Elle ne justifie d'ailleurs pas en l'espèce d'une telle saisine ni qu'une décision d'inopposabilité à son égard soit intervenue.
Ainsi, les recours des 21 février 2020 et 2021 n'évoquaient pas la demande de retrait du compte employeur de la société [2] de la maladie de Mme [T].
En tout état de cause, le recours en l'espèce porte sur la demande de retrait du compte employeur de la société [2] des conséquences financières de la maladie professionnelle de Mme [T].

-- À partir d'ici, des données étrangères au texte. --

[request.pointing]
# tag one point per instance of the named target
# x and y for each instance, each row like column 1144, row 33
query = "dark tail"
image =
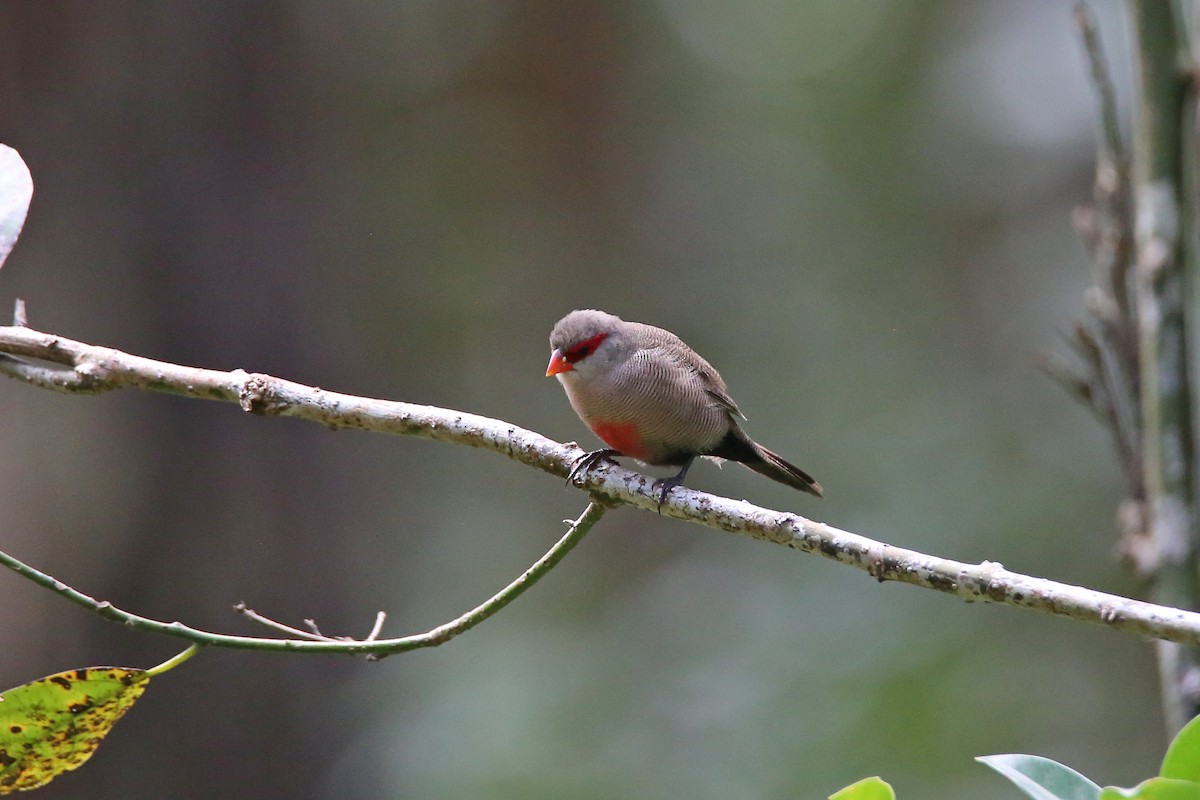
column 765, row 462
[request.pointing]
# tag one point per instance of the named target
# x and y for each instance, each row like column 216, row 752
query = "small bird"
column 651, row 397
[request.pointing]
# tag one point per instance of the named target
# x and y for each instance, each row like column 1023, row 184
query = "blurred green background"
column 858, row 211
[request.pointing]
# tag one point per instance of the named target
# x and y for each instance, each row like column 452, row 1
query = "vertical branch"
column 1159, row 288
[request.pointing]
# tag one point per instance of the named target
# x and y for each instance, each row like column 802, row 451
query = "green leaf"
column 1042, row 779
column 1182, row 759
column 869, row 788
column 55, row 723
column 1156, row 788
column 16, row 192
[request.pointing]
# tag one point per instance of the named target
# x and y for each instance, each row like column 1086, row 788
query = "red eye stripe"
column 583, row 349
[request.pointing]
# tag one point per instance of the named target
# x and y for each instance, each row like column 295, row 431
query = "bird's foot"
column 588, row 461
column 665, row 485
column 669, row 483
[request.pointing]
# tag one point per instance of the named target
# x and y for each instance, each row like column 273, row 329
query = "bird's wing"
column 688, row 359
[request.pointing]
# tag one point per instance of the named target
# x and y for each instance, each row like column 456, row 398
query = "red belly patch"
column 622, row 437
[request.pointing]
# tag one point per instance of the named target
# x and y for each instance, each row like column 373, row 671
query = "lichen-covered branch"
column 304, row 642
column 72, row 366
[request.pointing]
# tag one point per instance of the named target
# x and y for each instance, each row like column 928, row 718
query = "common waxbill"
column 651, row 397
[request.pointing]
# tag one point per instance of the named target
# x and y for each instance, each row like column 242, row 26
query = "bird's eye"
column 583, row 349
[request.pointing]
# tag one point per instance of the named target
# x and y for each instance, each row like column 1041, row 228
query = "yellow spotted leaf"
column 55, row 723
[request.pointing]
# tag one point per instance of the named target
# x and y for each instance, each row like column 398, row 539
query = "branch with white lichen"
column 70, row 366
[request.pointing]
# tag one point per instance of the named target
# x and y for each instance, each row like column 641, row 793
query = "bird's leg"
column 669, row 483
column 588, row 461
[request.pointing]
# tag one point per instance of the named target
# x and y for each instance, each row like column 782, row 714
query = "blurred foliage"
column 858, row 211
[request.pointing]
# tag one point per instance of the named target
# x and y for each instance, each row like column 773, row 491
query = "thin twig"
column 275, row 625
column 304, row 643
column 613, row 483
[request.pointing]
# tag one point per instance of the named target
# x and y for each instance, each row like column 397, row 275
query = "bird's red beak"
column 557, row 364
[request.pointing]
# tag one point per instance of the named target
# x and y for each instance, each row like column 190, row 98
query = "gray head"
column 588, row 341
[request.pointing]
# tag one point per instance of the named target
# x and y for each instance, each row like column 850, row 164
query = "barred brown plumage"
column 649, row 396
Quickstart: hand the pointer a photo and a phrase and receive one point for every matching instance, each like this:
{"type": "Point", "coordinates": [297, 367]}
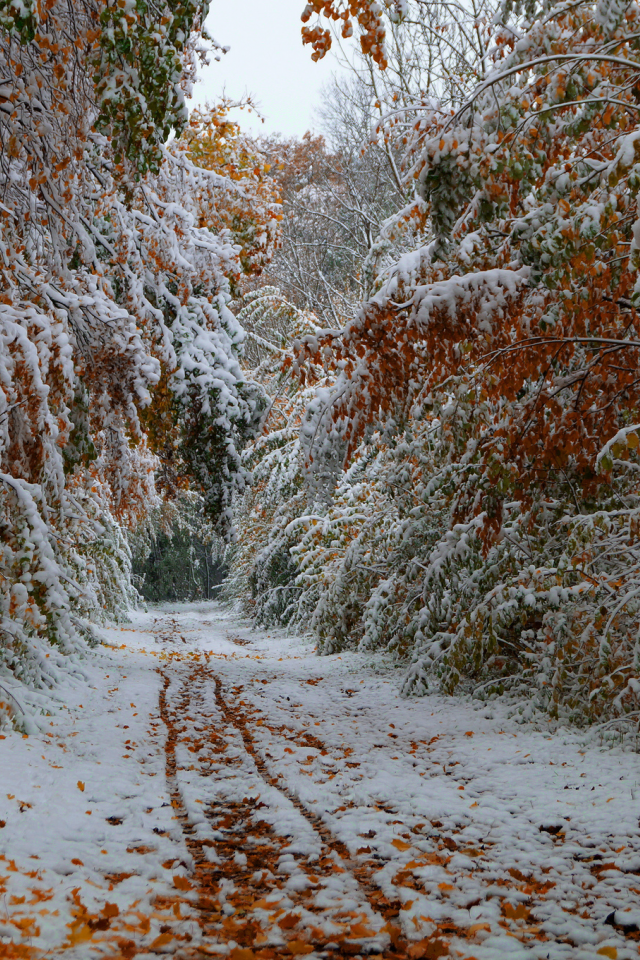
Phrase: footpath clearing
{"type": "Point", "coordinates": [214, 790]}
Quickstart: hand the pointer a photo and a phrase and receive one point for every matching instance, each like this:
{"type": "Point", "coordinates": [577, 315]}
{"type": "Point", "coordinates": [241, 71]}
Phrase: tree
{"type": "Point", "coordinates": [116, 275]}
{"type": "Point", "coordinates": [508, 343]}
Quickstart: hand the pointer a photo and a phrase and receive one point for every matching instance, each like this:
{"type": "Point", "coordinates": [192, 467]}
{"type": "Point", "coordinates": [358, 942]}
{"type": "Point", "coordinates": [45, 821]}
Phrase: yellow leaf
{"type": "Point", "coordinates": [299, 948]}
{"type": "Point", "coordinates": [182, 883]}
{"type": "Point", "coordinates": [160, 941]}
{"type": "Point", "coordinates": [400, 845]}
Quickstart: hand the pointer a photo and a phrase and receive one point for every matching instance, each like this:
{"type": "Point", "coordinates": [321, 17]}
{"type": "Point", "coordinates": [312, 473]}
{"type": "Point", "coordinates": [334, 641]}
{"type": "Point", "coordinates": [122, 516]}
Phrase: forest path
{"type": "Point", "coordinates": [289, 805]}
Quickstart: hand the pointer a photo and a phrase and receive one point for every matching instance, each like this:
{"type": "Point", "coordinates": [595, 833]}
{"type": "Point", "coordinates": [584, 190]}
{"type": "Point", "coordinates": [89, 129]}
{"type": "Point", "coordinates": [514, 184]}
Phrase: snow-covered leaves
{"type": "Point", "coordinates": [116, 267]}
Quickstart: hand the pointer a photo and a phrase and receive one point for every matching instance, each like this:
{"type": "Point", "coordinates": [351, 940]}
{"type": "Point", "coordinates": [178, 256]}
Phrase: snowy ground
{"type": "Point", "coordinates": [218, 791]}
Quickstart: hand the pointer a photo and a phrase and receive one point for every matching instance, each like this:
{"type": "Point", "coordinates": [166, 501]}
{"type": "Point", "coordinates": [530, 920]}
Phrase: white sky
{"type": "Point", "coordinates": [266, 59]}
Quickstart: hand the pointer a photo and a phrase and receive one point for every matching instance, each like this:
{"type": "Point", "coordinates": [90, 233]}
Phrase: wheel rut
{"type": "Point", "coordinates": [242, 898]}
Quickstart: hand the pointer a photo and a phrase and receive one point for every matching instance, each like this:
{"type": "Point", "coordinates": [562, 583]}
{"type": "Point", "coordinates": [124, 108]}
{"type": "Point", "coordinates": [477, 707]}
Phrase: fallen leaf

Cette demande a été formulée gracieusement pour la première fois par un courrier du 15'février 2021 qui n'a été adressé à la CARSAT que le 22'mars'2021, le cachet de la poste faisant foi, et réceptionné le 23'mars suivant.
La cour constate donc que la société [2], qui a introduit son recours gracieux après l'expiration du délai de deux mois suivant la notification de ses taux 2020 et 2021, était forclose à les contester à la date du 22 mars 2021.
La demande de la société [2] est donc irrecevable pour forclusion.
-'sur les dépens
Aux termes de l'article 696 du code de procédure civile, la partie perdante est condamnée aux dépens, à moins que le juge, par décision motivée, n'en mette la totalité ou une fraction à la charge d'une autre partie.
L'issue du litige commande de laisser à chacune des parties la charge de ses propres dépens.
PAR CES MOTIFS
La cour, statuant par arrêt contradictoire, rendu publiquement par mise à disposition au greffe, après débats publics, en premier et dernier ressort,
Dit que la société [2] est forclose à contester ses taux de cotisation AT/MP 2020 et 2021,
Déclare en conséquence irrecevable sa demande de recalcul des taux de cotisation AT/MP 2020 et 2021 impactés par la maladie professionnelle de Mme [T],
Constate que par décision du 9 juin 2022, la caisse d'assurance retraite et de la santé au travail Auvergne a retiré du compte employeur de la société [2] les incidences financières de la maladie professionnelle de Mme [T] et qu'elle a procédé au recalcul de son taux de cotisation AT/MP 2022,
Dit en conséquence que les demandes de retrait du compte employeur de la maladie de Mme [T] et de recalcul du taux de cotisation 2022 de la société [2] sont devenues dans objet,
Déboute la société [2] du surplus de ses demandes,
Dit que chacune des parties conservera la charge de ses propres dépens.